Since I was a little kid, I had little fear in my heart. So, whenever life presented me with someone who was bigger and stronger than me, I used whatever weapons of warfare I could muster to push them off. Those weapons were mainly my big mouth and embarrassing fighting skills.
As a result, I got beaten up more times than I want to admit or remember. But truth be told, I grew up to be a fairly tough kid who takes no shit from nobody. A lot of people mistook my immature attitude with courage. But this wasn’t the full story. It was also a little bit of foolishness, recklessness, and stupidity. But now I know those insignificant displays of anarchy were merely my attempts to declare how much I disrespected death.
I never really thought about death or understood what it represents or stands for. I was too busy living. Too fast to stop. Too young to understand.
I still think of death as a sad reality. Something I know one day I would have to face. Just like everyone else. I never based any life decisions (big or small) on the fact that, one day, I am going to die.
But death is the only thing that gives life meaning. Without it, nothing we ever do or achieve would ever matter. If we know we are going to live forever, then who the fuck cares about anything anymore. There is infinity . . and nothing else matters.

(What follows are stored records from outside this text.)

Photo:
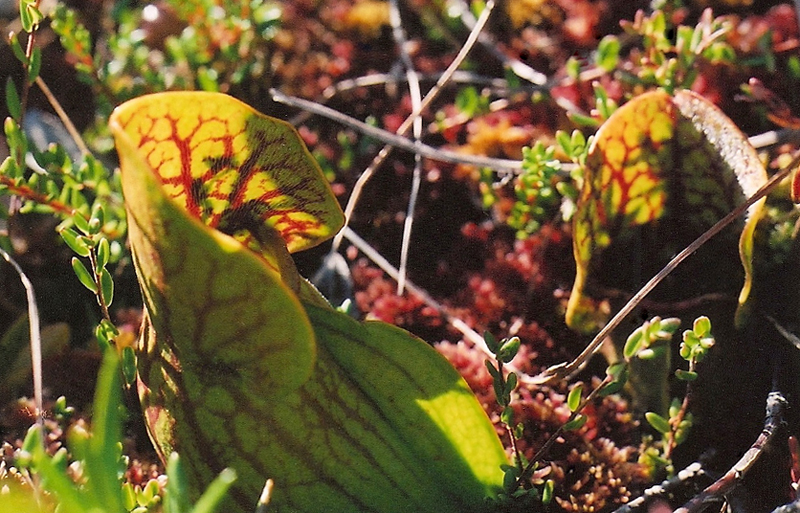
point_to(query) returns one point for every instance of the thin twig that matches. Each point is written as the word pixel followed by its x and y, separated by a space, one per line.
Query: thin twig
pixel 665 489
pixel 36 338
pixel 776 405
pixel 518 67
pixel 63 116
pixel 499 165
pixel 558 372
pixel 417 112
pixel 416 104
pixel 469 334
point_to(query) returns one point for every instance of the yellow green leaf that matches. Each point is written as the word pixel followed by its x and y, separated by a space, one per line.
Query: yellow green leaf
pixel 232 167
pixel 242 366
pixel 661 170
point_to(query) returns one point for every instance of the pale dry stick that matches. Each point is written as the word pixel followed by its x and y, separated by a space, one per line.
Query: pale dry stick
pixel 469 334
pixel 36 338
pixel 427 151
pixel 563 370
pixel 776 406
pixel 416 106
pixel 665 489
pixel 519 68
pixel 406 125
pixel 63 116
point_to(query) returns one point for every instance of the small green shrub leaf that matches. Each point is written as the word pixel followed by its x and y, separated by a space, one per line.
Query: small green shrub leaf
pixel 75 242
pixel 83 275
pixel 574 397
pixel 576 423
pixel 35 64
pixel 658 422
pixel 107 284
pixel 634 343
pixel 684 375
pixel 103 252
pixel 702 326
pixel 12 100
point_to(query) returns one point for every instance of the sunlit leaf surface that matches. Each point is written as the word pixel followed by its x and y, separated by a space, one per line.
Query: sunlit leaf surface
pixel 673 165
pixel 236 369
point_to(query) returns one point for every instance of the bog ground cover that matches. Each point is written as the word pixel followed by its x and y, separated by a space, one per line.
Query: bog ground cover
pixel 396 256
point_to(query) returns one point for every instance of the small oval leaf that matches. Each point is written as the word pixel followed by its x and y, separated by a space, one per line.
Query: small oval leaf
pixel 84 275
pixel 576 423
pixel 574 397
pixel 658 422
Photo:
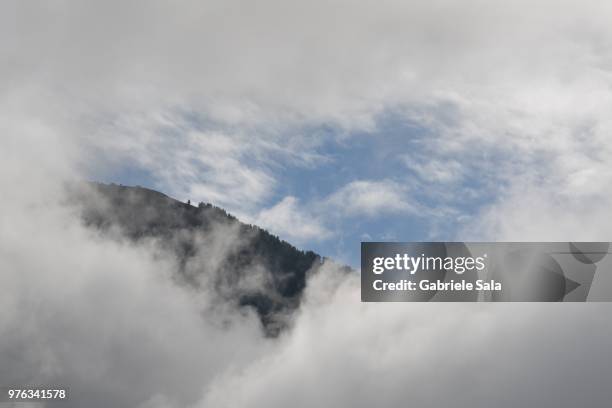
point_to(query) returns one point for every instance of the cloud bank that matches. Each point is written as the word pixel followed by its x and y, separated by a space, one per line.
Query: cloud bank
pixel 216 100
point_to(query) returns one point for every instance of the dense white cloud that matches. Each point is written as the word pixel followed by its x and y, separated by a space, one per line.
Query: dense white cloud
pixel 207 97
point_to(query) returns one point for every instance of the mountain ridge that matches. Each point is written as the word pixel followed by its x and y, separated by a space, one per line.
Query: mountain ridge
pixel 245 264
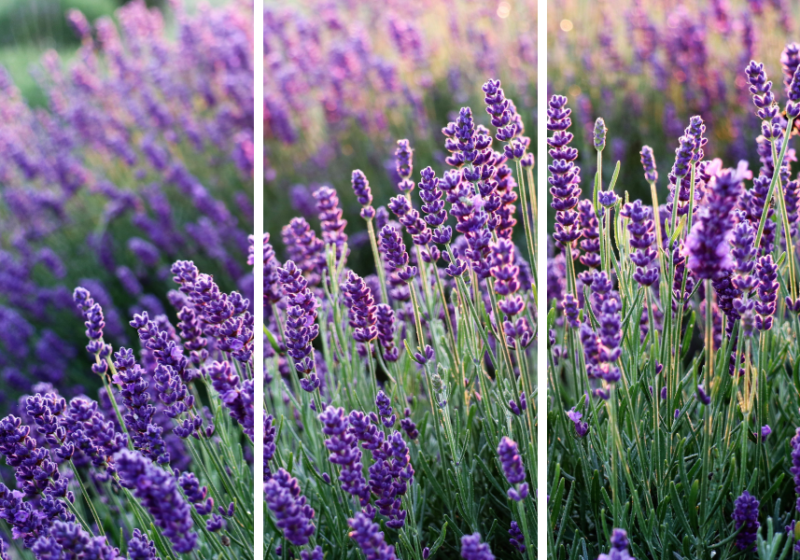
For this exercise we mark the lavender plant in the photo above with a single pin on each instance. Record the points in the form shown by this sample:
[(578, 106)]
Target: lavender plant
[(344, 79), (159, 465), (649, 66), (673, 359), (400, 403), (142, 155)]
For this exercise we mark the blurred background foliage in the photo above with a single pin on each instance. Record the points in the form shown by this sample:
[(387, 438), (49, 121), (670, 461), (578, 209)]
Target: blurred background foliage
[(647, 66), (345, 79)]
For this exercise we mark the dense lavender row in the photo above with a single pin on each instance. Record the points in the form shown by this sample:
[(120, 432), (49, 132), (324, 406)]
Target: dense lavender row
[(648, 66), (120, 476), (344, 79), (143, 155), (673, 356), (400, 404)]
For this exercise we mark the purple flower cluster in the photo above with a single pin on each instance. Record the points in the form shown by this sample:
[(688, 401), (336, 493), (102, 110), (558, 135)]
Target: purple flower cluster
[(301, 327), (331, 222), (158, 493), (360, 308), (344, 452), (367, 534), (293, 516), (707, 244), (473, 549), (564, 174), (506, 275), (767, 273), (641, 228), (513, 469), (745, 514), (619, 547)]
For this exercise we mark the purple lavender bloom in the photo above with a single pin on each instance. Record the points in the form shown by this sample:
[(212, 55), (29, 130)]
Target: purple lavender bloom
[(403, 165), (473, 549), (384, 405), (707, 242), (344, 452), (292, 515), (369, 538), (269, 444), (363, 194), (395, 252), (649, 164), (619, 547), (513, 469), (745, 514), (305, 249), (330, 218), (516, 538), (131, 379), (360, 308), (565, 175), (761, 88), (460, 139), (158, 493), (581, 428), (599, 135), (236, 395), (767, 273), (386, 327), (702, 396), (301, 327), (641, 228), (140, 547), (590, 237)]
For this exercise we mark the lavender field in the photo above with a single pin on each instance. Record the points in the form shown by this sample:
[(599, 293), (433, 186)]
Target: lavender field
[(400, 297), (126, 295), (673, 426)]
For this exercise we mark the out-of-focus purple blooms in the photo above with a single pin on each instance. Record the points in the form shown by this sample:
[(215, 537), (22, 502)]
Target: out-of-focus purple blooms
[(649, 164), (516, 538), (745, 514), (292, 515), (158, 493), (404, 166), (513, 469), (473, 549)]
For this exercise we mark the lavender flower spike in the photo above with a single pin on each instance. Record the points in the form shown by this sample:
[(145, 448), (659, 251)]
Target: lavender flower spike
[(513, 469), (745, 514), (473, 549)]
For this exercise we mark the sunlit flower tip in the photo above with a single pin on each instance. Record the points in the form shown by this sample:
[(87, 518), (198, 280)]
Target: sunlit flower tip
[(600, 131), (702, 396), (745, 514)]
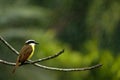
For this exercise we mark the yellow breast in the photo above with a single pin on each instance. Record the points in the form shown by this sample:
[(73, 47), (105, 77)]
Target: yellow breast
[(33, 47)]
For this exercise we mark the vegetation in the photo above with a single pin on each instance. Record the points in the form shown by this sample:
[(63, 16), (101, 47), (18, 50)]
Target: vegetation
[(87, 30)]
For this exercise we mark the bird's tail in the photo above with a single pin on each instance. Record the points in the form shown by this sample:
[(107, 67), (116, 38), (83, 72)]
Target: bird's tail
[(17, 64)]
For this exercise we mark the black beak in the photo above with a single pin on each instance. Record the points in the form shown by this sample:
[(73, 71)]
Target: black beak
[(36, 43)]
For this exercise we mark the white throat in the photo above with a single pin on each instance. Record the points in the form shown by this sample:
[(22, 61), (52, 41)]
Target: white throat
[(32, 44)]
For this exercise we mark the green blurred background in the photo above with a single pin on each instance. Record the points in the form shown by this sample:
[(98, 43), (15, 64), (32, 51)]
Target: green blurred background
[(88, 30)]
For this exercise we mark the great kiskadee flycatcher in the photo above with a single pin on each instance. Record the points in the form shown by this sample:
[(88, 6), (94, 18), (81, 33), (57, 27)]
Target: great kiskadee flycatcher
[(25, 53)]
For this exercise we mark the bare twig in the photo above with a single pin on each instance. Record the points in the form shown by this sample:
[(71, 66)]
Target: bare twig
[(47, 58), (35, 63), (7, 63), (56, 69)]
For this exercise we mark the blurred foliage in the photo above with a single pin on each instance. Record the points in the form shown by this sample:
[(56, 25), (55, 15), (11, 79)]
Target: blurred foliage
[(87, 30)]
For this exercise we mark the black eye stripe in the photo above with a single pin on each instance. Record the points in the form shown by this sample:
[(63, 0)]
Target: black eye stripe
[(29, 41)]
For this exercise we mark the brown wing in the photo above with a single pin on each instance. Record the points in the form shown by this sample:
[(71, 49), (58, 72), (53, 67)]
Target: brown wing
[(25, 53)]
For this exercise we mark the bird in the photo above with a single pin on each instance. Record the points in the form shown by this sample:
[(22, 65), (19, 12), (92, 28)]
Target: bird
[(25, 53)]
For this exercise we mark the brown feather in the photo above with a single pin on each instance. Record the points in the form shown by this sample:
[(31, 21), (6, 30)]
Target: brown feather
[(23, 56)]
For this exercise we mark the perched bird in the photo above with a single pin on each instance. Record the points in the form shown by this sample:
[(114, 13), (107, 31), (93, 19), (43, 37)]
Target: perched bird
[(25, 53)]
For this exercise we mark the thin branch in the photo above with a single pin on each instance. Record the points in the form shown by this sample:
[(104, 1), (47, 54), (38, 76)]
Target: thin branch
[(8, 45), (68, 69), (43, 59), (56, 69), (7, 63), (47, 58)]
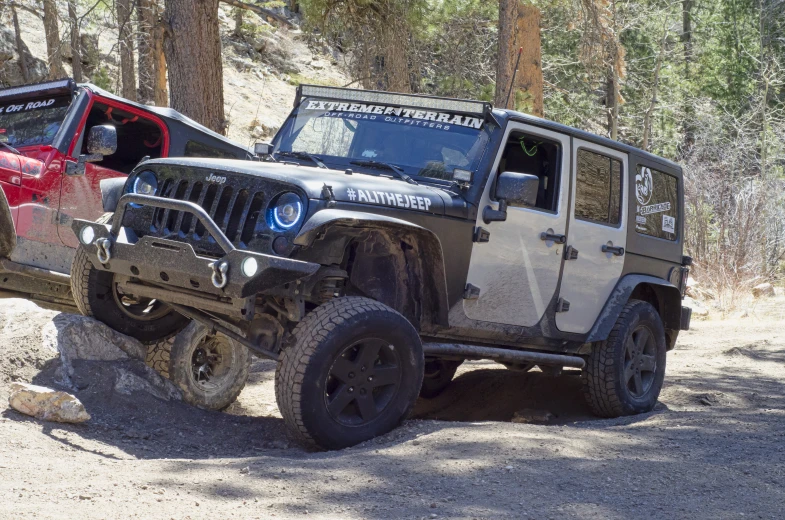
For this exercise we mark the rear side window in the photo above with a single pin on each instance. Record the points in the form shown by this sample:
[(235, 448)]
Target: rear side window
[(657, 203), (598, 188)]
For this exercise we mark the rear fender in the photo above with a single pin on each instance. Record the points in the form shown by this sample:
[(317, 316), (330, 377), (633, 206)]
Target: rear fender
[(7, 228), (663, 295), (380, 253)]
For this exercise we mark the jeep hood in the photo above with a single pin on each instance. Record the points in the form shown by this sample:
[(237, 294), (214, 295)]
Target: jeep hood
[(357, 188)]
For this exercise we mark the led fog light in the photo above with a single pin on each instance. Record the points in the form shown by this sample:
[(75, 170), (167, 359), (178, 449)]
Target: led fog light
[(249, 267), (87, 235)]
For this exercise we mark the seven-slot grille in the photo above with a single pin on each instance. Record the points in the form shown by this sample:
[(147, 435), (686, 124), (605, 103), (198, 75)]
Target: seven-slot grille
[(235, 211)]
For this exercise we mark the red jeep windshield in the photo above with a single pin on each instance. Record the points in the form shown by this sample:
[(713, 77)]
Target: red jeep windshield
[(32, 121)]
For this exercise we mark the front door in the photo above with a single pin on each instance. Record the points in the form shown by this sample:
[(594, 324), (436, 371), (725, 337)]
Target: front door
[(139, 134), (516, 271), (598, 233)]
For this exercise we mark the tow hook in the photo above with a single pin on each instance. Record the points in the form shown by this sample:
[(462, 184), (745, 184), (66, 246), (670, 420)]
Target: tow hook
[(104, 246), (220, 270)]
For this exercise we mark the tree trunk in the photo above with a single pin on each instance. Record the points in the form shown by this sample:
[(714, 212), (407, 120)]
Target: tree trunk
[(505, 65), (519, 28), (76, 47), (20, 46), (193, 53), (528, 82), (146, 21), (160, 93), (686, 38), (125, 43), (238, 22), (53, 50), (654, 88)]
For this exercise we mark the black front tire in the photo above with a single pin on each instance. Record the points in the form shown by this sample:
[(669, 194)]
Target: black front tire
[(210, 370), (624, 373), (352, 372), (95, 294)]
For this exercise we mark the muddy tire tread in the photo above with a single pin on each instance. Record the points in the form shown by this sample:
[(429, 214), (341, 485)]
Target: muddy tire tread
[(308, 334)]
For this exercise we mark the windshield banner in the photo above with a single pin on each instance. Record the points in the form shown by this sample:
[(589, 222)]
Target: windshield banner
[(28, 106), (393, 114)]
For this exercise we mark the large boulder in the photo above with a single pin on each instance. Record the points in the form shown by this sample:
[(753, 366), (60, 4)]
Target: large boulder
[(10, 69), (47, 404)]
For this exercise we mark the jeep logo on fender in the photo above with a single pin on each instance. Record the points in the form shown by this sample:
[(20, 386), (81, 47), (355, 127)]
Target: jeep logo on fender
[(214, 178)]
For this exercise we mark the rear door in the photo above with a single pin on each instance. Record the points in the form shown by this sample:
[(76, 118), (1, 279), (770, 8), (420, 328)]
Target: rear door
[(598, 219)]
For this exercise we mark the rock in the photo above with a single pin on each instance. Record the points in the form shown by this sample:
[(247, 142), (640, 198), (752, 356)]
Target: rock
[(47, 404), (527, 416), (764, 290), (127, 383), (10, 69), (79, 337), (697, 308)]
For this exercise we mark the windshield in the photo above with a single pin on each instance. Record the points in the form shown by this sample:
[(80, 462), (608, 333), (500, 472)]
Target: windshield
[(32, 121), (427, 144)]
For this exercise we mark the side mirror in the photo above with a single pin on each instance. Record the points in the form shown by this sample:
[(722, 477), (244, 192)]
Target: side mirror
[(519, 188), (102, 140), (261, 149)]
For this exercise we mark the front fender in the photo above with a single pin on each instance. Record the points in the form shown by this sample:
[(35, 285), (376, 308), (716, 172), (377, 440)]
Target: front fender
[(325, 236), (7, 228), (668, 304)]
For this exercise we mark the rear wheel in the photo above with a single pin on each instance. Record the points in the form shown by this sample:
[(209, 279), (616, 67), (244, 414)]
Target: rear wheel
[(624, 374), (210, 369), (96, 294), (352, 373)]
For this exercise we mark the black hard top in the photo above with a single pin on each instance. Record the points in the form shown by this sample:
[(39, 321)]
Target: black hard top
[(164, 113), (504, 115)]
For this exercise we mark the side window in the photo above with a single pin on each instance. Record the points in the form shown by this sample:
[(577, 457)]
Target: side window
[(541, 157), (197, 149), (136, 137), (598, 188), (657, 203)]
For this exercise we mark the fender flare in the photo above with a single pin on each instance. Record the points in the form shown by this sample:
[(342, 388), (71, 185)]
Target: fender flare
[(668, 304), (111, 191), (332, 224), (7, 228)]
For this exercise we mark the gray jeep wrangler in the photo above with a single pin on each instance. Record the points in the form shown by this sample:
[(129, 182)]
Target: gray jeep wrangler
[(382, 239)]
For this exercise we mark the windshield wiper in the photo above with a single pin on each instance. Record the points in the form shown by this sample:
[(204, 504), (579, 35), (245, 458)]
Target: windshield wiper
[(14, 150), (387, 166), (303, 155)]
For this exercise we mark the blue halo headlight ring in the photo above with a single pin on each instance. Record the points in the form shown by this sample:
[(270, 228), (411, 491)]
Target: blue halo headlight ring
[(286, 212), (145, 183)]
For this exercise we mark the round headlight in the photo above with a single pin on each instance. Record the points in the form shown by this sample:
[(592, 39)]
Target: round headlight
[(146, 183), (287, 211), (87, 235)]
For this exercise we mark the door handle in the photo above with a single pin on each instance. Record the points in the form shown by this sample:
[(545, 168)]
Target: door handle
[(617, 251), (559, 239)]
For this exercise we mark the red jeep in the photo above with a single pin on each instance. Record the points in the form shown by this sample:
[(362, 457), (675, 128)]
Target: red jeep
[(65, 153)]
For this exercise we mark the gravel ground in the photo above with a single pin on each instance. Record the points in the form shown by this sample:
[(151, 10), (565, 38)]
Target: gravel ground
[(713, 448)]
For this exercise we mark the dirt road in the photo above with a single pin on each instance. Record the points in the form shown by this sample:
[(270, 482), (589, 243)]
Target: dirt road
[(713, 448)]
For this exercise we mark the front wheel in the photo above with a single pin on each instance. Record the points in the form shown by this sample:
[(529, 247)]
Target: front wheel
[(210, 369), (352, 372), (624, 373)]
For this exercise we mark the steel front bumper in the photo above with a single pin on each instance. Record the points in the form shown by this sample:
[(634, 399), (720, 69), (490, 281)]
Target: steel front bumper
[(173, 272)]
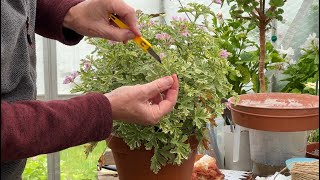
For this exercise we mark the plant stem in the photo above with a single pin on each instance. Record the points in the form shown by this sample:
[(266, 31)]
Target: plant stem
[(185, 12), (262, 33)]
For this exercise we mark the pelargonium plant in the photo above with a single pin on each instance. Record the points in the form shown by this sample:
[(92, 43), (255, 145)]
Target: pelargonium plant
[(187, 49)]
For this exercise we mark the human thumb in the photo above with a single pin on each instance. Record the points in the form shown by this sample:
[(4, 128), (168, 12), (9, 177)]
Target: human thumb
[(157, 86)]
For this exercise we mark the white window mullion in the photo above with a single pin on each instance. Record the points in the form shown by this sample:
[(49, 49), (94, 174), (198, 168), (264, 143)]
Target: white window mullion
[(51, 92)]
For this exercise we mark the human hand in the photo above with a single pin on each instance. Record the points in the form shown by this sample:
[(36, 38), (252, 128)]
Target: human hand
[(143, 104), (91, 18)]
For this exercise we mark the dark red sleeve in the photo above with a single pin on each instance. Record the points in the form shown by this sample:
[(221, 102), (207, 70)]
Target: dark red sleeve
[(30, 128), (49, 19)]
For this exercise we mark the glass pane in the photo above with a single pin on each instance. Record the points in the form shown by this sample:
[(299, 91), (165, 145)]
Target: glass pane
[(36, 168), (74, 165), (68, 60), (40, 68)]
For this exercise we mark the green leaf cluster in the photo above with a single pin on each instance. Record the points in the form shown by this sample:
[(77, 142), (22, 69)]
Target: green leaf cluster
[(305, 71), (193, 54)]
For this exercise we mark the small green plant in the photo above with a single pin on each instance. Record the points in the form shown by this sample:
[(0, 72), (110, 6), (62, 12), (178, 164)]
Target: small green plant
[(304, 74), (313, 136), (234, 35), (254, 11), (187, 49), (36, 168)]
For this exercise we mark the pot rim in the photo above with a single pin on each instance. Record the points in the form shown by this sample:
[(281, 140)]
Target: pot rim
[(232, 103)]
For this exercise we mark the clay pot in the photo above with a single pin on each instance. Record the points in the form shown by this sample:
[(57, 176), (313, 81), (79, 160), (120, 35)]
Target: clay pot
[(135, 164), (310, 148), (279, 112)]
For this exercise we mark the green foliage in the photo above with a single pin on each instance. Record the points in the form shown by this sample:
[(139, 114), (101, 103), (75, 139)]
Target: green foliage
[(233, 34), (36, 168), (73, 165), (258, 16), (314, 136), (304, 74), (188, 51)]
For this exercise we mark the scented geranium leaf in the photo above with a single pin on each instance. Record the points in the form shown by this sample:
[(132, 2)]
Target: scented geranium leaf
[(200, 116), (245, 74), (276, 3), (186, 49)]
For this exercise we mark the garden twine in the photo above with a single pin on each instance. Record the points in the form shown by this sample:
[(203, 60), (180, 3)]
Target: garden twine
[(305, 171)]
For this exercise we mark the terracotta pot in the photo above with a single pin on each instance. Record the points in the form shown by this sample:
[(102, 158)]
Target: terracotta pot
[(310, 148), (135, 164), (279, 112)]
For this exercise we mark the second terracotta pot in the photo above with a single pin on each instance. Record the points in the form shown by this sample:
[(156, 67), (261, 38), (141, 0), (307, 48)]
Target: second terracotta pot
[(135, 164)]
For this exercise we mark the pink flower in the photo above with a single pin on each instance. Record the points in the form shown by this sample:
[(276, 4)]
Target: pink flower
[(162, 55), (224, 53), (163, 36), (185, 33), (217, 1), (175, 18), (86, 66), (74, 74), (67, 80), (112, 42), (152, 22), (141, 25), (181, 19), (203, 28)]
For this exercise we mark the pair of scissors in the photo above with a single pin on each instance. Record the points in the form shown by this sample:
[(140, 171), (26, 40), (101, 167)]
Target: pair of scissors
[(142, 43)]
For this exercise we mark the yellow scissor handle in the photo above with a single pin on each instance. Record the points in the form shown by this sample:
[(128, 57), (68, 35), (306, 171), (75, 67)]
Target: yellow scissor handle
[(144, 44)]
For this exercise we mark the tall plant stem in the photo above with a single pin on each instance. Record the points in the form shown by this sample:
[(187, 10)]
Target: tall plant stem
[(262, 34)]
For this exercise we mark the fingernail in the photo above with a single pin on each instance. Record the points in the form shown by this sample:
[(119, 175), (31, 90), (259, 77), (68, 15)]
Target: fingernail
[(168, 80), (130, 35)]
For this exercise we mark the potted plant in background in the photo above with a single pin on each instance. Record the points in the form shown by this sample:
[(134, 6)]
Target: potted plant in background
[(271, 116), (186, 49)]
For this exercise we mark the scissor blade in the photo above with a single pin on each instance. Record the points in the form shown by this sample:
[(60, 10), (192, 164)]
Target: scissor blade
[(153, 54)]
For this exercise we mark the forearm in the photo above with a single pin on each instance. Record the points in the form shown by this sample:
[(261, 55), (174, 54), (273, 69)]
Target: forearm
[(29, 128), (50, 17)]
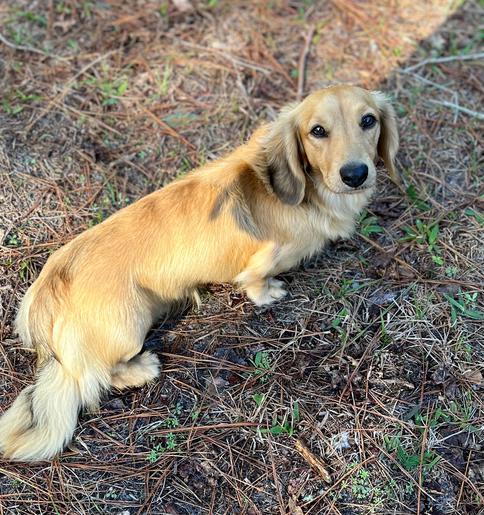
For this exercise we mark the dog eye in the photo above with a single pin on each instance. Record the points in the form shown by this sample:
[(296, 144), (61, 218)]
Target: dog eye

Death is what gets you out of bed every morning. Death is the driving force behind all of humankind achievements. That little deep fear in our hearts that one day we will die and fade into oblivion. That the world will move on. That we really don’t matter at the end.
That is why every day we try so desperately to leave a mark behind. Something the world to remember us for. This is why Michael Jordan didn’t stop after the first championship, and went to win six. This is why it is not enough for Elon Musk to run this planet and wants to colonize Mars. This is why Picasso kept painting and Jimi Hendrix kept playing the guitar, all the way to the end.
And this is why you are not making progress or achieving greatness; because you still didn’t comprehend that death is God’s ultimate gift to mankind. This is why you lack motivation. This is why you are not inspired. This is why you are not committed to your mission.
Write this down because you won’t find it anywhere else. Not in your religious texts. Not in your best-selling self-help books.
Death is the only caliber. The only criteria to measure anything in this world.
Death is the only master worth serving.
“You are born alone and you die alone and this world just drops a bunch of rules on top of you to make you forget those facts. But I never forget. I am living like there is no tomorrow, because there is not one.” – Mad Men.